Once I started blogging over a decade ago, I became a student of the art. Through trial and error I learned what worked, what didn’t, and how to improve my approach. I’ve shared a lot of what I’ve learned right here and at Platform University.
One thing I’ve discovered is that when bloggers go wrong, we tend to do it in the same ways. And that’s actually good news because it means it’s easy to diagnose and fix many of our problems.
Here are the seven blogging mistakes I most often see. Each of these can be a traffic-killer. For me they’re like flashing exit signs. And the truth is I’m not the only reader that stops reading when I see them.
If you want to gain and retain the readers your message deserves, you need to avoid these mistakes at all costs.
- Your headlines generate more yawns than clicks. A boring, vague, confusing, or too-cutsey title won’t attract readers, especially if they’re already scanning dozens of posts and news stories. Successful bloggers sometimes spend as much time crafting compelling headlines as they do on their posts.
You’re not using imagery to your advantage. Readers are more visually attuned now than ever, and posts with images get more clicks than posts without. But that doesn’t mean any image will do.
Flat, clichéd, badly cropped, unprofessional artwork can sabotage a great post. I use iStock for most of my blogging needs, but today there are countless sources for free, public-domain and creative-commons artwork. Flickr is a great place to start.
Your posts aren’t scannable. Let’s say the headline and image draws me in, but your prose is dense and difficult to scan. Guess who’s moving on. Online, what can’t be scanned won’t get read.
You can fix this by using subheads, lists, and short paragraphs. These help readers get oriented and keep going. Unless you’re an amazing stylist whose every word is magic, a lack of scannability is costing you readers.
Your posts put readers to sleep. Scannable is not the same thing as interesting. Unless you’re putting work into creating compelling posts, readers won’t put the work into reading them.
To keep your posts from sounding dry, preachy, and pointless, make sure you’re sharing compelling stories, novel theories, counterintuitive insights, personal anecdotes, and humorous illustrations.
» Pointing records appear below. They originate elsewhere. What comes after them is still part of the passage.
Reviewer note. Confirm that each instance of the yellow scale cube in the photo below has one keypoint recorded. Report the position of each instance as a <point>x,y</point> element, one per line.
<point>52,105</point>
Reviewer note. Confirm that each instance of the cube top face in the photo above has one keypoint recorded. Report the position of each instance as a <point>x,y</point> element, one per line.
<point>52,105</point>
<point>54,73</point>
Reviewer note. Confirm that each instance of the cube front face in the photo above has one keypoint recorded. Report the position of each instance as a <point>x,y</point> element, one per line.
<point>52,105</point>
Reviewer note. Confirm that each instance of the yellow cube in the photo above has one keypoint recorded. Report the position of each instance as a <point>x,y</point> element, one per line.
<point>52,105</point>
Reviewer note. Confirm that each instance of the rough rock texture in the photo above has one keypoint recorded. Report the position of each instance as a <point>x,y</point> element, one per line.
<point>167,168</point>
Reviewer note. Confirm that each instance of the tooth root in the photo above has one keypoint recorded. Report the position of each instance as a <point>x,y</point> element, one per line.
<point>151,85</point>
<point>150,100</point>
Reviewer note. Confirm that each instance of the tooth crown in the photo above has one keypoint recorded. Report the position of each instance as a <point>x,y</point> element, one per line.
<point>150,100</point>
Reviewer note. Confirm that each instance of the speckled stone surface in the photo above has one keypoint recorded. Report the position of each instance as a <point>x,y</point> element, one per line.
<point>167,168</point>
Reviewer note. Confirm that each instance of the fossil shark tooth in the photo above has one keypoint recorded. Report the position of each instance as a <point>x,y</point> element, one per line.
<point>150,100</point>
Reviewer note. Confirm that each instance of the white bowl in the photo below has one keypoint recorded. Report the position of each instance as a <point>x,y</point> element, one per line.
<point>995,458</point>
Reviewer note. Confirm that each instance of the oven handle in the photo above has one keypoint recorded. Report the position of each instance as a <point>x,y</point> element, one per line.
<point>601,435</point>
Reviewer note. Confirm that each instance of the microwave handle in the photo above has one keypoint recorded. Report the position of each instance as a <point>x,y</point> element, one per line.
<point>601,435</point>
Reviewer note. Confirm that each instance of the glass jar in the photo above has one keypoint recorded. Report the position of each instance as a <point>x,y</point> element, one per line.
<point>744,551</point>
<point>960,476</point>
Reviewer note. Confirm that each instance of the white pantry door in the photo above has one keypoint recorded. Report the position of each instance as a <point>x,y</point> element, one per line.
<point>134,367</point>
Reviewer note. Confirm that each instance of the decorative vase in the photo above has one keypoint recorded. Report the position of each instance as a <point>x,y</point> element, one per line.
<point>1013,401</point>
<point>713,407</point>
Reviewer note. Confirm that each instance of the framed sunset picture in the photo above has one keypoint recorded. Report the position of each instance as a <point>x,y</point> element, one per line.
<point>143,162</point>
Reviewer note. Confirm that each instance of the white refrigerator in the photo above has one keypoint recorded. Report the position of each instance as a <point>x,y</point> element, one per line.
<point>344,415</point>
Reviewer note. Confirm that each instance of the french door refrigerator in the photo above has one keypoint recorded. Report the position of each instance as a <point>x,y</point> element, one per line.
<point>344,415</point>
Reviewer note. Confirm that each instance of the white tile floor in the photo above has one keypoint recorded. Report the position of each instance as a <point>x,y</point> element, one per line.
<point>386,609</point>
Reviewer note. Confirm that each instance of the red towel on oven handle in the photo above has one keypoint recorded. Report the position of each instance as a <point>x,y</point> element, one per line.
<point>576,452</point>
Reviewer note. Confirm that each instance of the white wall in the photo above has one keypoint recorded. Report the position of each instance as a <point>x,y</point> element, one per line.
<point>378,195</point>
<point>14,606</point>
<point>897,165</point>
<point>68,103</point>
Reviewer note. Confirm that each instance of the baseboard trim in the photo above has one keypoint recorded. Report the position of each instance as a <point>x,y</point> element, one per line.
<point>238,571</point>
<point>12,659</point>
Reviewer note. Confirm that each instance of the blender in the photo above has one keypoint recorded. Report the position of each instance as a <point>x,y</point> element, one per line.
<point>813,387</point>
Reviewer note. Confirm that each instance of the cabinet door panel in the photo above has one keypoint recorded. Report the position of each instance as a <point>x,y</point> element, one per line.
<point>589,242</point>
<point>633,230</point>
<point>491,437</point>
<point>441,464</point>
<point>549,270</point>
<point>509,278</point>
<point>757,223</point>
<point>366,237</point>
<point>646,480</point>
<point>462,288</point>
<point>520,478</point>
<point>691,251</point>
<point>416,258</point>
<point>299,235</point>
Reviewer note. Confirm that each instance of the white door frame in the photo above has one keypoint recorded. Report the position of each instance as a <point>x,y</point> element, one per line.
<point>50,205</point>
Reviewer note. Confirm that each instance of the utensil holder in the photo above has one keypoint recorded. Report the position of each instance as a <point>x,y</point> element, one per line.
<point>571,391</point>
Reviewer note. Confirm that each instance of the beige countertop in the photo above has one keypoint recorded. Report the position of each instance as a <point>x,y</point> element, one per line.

You’re not consistent. The difference between cultivating a serious platform and having a hobby is all about consistency. If your whims are a good predictor of your frequency and subject matter, don’t expect too many return readers.
Here’s the rule of thumb: Make your content surprising, not your posting schedule and subject matter. What if you can’t find time to be consistent? Try these seven strategies.
You don’t know who your audience is. If you’re writing whenever and about whatever, then you’re probably writing for just about whomever. To create ongoing appeal with an audience you need a better sense of who they are so you can meet their needs and match their interests.
You can get a sense of this by seeing who’s linking to your posts and what readers share in comments. But the best thing you can do to get quick insight is to conduct a reader survey with a service like Survey Monkey.
It’s easier to file your taxes than share your posts. This is big. Even with all the easy plugins for sharing posts, you’d be surprised how many people don’t use them. Are you? If not, you’re probably getting less than half the traffic you could otherwise get!
Any blogger who’s serious about their platform can go further with their message if they avoid these seven mistakes. Will it guarantee success? No. But it will remove some of the biggest roadblocks for return readers.